①仕事と育児の両立 育児のコアタイムはお迎えから寝かしつけまでの18時-21時だが、会食や打ち合わせと調整が必要になることもしばしば。急病などでどうしても抜けなければいけない事態も度々起こるが、柔軟に補完し合えるチーム体制を築くのは難しい。また、「子育ては母親がメイン」 という固定観念は社会や母親本人の中にも根深く、育児を優先したいけど社内にもそれを言いづらいというジレンマに苛まれている

②過度な配慮 上司としては育児と仕事の両立をサポートしたいとの思いや、「今はこのくらいの業務負荷までにした方がいいだろう」という判断が過度な配慮・過小評価となり現場の意欲や機会を小さくしている。管理職には育児に積極的に関与してこなかった世代も多く、配慮のすれ違いが起こってしまっている

③世代間の価値観や意識のずれ 評価者が過去に経験していないことやアップデートされていない価値観がボトルネック。「営業の仕事は【時間】と【エネルギー】のコミットこそが成果」だという価値観は評価者世代にほど無意識に根付いている。営業職出身の女性の上司は増えてきたが、男性と対等に戦うことを強いられ何かしらを犠牲にしてきた人たちも多く、今の現場世代と同じ悩みを経験してきたロールモデルはまだまだ少ない。

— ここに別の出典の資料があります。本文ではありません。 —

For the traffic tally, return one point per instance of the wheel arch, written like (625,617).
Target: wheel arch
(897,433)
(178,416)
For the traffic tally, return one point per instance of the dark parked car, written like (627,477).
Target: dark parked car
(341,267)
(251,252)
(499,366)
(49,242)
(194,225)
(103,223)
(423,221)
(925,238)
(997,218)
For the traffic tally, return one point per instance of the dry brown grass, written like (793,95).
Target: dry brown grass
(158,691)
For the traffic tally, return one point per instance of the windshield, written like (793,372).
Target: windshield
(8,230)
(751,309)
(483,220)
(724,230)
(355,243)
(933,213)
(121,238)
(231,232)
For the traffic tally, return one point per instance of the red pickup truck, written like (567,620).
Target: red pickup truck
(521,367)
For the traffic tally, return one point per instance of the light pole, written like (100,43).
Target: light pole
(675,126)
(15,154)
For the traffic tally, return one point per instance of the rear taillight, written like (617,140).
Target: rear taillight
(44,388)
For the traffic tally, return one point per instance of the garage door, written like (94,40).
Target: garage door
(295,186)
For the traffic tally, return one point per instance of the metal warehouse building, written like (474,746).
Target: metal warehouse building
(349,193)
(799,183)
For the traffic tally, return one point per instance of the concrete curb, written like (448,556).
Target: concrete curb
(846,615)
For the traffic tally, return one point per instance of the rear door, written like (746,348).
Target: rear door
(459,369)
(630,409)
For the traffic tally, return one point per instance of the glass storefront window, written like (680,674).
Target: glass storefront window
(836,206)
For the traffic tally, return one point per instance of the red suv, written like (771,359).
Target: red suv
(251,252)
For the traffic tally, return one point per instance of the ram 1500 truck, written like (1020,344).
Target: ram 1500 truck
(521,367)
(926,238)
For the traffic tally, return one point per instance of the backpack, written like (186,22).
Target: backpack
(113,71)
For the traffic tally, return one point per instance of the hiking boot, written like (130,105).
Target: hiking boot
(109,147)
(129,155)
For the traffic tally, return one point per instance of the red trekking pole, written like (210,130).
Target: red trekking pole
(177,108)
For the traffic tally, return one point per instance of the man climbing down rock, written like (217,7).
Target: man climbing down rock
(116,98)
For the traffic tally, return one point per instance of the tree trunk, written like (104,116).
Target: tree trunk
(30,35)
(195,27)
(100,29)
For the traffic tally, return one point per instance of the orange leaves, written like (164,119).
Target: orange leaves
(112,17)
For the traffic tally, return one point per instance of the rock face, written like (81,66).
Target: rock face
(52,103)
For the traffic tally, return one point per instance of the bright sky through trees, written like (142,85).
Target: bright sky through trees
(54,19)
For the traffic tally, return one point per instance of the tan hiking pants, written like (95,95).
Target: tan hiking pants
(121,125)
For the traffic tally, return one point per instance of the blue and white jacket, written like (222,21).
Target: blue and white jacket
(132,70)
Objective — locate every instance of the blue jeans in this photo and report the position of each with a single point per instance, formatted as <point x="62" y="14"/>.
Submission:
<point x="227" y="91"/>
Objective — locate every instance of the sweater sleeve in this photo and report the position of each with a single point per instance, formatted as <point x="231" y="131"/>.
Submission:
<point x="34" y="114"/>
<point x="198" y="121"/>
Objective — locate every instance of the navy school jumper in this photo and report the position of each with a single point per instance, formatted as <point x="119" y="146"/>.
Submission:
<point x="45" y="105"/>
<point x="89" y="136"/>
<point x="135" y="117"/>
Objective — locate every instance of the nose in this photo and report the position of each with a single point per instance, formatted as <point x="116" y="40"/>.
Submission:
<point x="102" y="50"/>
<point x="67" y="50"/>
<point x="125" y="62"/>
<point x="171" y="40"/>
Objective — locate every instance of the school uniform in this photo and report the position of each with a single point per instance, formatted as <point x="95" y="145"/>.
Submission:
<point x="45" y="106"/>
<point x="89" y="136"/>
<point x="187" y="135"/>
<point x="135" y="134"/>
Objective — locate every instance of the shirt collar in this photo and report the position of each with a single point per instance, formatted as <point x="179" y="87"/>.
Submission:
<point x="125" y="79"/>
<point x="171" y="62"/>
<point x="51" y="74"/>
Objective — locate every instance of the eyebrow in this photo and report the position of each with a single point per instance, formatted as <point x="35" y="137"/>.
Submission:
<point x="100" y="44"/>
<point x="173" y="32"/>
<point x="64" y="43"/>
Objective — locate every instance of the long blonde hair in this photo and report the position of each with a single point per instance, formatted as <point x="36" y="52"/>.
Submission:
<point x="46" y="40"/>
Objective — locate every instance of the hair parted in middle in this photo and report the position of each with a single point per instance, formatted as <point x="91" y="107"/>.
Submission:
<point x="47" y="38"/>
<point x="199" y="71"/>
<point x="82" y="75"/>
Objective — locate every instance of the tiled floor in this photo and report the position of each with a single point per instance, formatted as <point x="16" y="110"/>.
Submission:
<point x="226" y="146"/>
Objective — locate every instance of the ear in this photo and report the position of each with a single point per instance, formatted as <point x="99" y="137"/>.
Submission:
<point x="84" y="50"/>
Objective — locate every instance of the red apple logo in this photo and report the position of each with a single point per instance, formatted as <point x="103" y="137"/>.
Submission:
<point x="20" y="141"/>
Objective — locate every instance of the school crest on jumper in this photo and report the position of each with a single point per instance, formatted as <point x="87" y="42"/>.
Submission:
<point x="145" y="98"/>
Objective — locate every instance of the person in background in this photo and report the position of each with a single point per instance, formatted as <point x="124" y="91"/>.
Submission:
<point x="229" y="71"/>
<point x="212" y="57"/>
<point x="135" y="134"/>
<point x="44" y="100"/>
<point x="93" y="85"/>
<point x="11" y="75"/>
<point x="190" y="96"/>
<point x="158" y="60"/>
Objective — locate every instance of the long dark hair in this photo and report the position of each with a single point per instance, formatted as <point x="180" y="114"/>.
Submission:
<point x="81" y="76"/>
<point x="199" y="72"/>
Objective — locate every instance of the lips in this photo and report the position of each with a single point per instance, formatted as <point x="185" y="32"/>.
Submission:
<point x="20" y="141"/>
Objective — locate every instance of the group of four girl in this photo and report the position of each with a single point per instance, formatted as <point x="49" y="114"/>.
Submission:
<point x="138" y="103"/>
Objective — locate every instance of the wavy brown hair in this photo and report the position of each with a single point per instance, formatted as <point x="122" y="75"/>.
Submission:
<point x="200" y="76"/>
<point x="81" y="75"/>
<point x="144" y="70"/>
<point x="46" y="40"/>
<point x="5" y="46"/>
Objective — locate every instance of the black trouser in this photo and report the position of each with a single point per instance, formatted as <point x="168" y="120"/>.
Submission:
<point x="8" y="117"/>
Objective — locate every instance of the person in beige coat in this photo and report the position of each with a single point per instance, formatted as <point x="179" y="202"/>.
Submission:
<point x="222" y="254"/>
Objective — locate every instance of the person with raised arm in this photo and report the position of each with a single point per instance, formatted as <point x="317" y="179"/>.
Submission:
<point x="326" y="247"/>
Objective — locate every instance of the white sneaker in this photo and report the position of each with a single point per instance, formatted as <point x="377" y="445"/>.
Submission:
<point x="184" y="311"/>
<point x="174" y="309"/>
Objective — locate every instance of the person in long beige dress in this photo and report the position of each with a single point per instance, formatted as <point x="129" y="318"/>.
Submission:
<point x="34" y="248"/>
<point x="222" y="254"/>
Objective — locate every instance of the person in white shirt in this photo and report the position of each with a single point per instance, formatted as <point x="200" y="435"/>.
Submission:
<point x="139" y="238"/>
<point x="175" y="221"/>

④ライフプランとキャリアの板挟み 取引先にとことん寄り添い、何でもやるという営業文化の中で、営業が“よろず屋” 化。取引先に合わせて対応する中でノウハウは個別属人化し、裁量が個人に委ねられ、社内のルールから治外法権化していくことも。成果は個人で積み上げることになり、産休・育休はキャリアの分断に直結してしまうことが、女性営業職のライフプランとキャリアプランの両立を困難にしている

⑤女性活躍推進手段の目的化 日本企業では営業部門の女性管理職率や管理職意向が低い傾向もあり、「女性活躍推進」は各社命題になりがち。昇格の理由について、上司も本人も明確に説明できず、なぜその人が昇進したのかが具体的な成果や行動レベルで説明されていない

 これに対して、私たち6社が目指したい5つの「働きやすさNEXT」は次の通り。

①営業の時間割。仕方がないから変えられるへ

②想像からの配慮より、対話からの本音を

③価値観のギャップを、多様な評価のチャレンジに

④ライフイベントとキャリアのジレンマを、チーム戦で解決

⑤「女性だから」の理由じゃなく「あなただから」の理由を

 この結果に対する参加企業の経営層/責任者のコメントは次の通り。順不同

■三井不動産執行役員DX本部長部長・宇都宮幹子氏 課題解決までの道筋を、可視化することの大切さを改めて感じました。上司の立場で言えば、「ストレートに相談してほしいのに」とも思うけれど、現場としてはなかなか言えない

■電通執行役員ビジネスプロデュース担当・国政裕子氏 「男性」「女性」とわざわざ言わなくてもよい社会への第一歩として、今回の成果を6社共同の社会的メッセージとして発信したい

■日本マクドナルド執行役員中日本地区本部長・西村美子氏 今回のプロジェクトを通じて抽出された「5つの壁」は、業種を越えた社会共通の課題であることを再認識しましたし、解決のためのキーワードは対話だと感じています

■富士フイルムホールディングス取締役専務執行役員コーポレートコミュニケーション部長兼ESG推進部長・吉澤ちさと氏 全ての課題の根底にコミュニケーション不全あり」と感じられ、顧客と企業、上司と部下、経営と営業現場等の相互理解が進むコミュニケーションを増やすことが有効だと再認識しました

■日本航空執行役員ソリューション営業本部副本部長、東京支社長・西原口香織氏 このプロジェクトを通して構築された絆をこれからも深め、皆さんと一緒に前に進めていければと思っています

■ENEOS広報部長・森田麗氏 人事制度など仕組みとして自慢できるものである以上に、魂のこもった施策を本気で考える必要があると痛感しました

レポートの「おわり」には、「このレポートは、彼女たち参加者一人ひとりの『小さな勇気』の結晶であり、この提言は、未来の働きやすさをひらくために、行動を始めたすべてのチャレンジャーの意志です」とある。

◇        ◆     ◇

 記者は、曲りなりに〝主夫〟を約10年経験した。女性の考え方はよく分からなし子育てには失敗したが、育児・家事労働の大変さはよくわかる。家事労働を可視化し、基礎控除の対象にすべきだと思う。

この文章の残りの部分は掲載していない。